The scheme is highlighted as an exemplar of tackling surface water flood risk in a retrofit context in CIRIA’s new Guidance on Retrofitting to Manage Surface Water.
“We needed a surface water attenuation solution for Trenwith Car Park which would be highly effective within the site’s existing footprint, and would not badly disrupt the users of the car park during construction,” comments Nigel Higgins, project leader, Highways, for Cornwall Council. “Since its installation in 2010, we have had no more complaints about the car park flooding, despite poor weather.”
The Trenwith car park provides connection with the town buses, as well as serving the well-used leisure centre, local businesses and residents.
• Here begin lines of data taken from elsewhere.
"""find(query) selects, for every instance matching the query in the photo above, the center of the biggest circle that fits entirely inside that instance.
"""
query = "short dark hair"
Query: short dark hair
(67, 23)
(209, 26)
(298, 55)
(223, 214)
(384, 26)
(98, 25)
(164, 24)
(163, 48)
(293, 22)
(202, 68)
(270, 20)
With a hectare of paved surface, heavy downpours used to cause frequent local flooding, especially down the lower path descending towards the part-culverted stream at the bottom of the slope.
“We also installed speed humps to divert the water flowing in from the grassed overflow car park areas to run along the base of existing Cornish hedges,” adds Nigel. “However that was only marginally better.
“With the Environment Agency, we decided that the best answer would be to combine these diversions with a SuDS installation along the bottom of the car park slope. The SuDS scheme would provide both underground infiltration and storage attenuation as a two stage process to protect the properties and the watercourse further down the slope.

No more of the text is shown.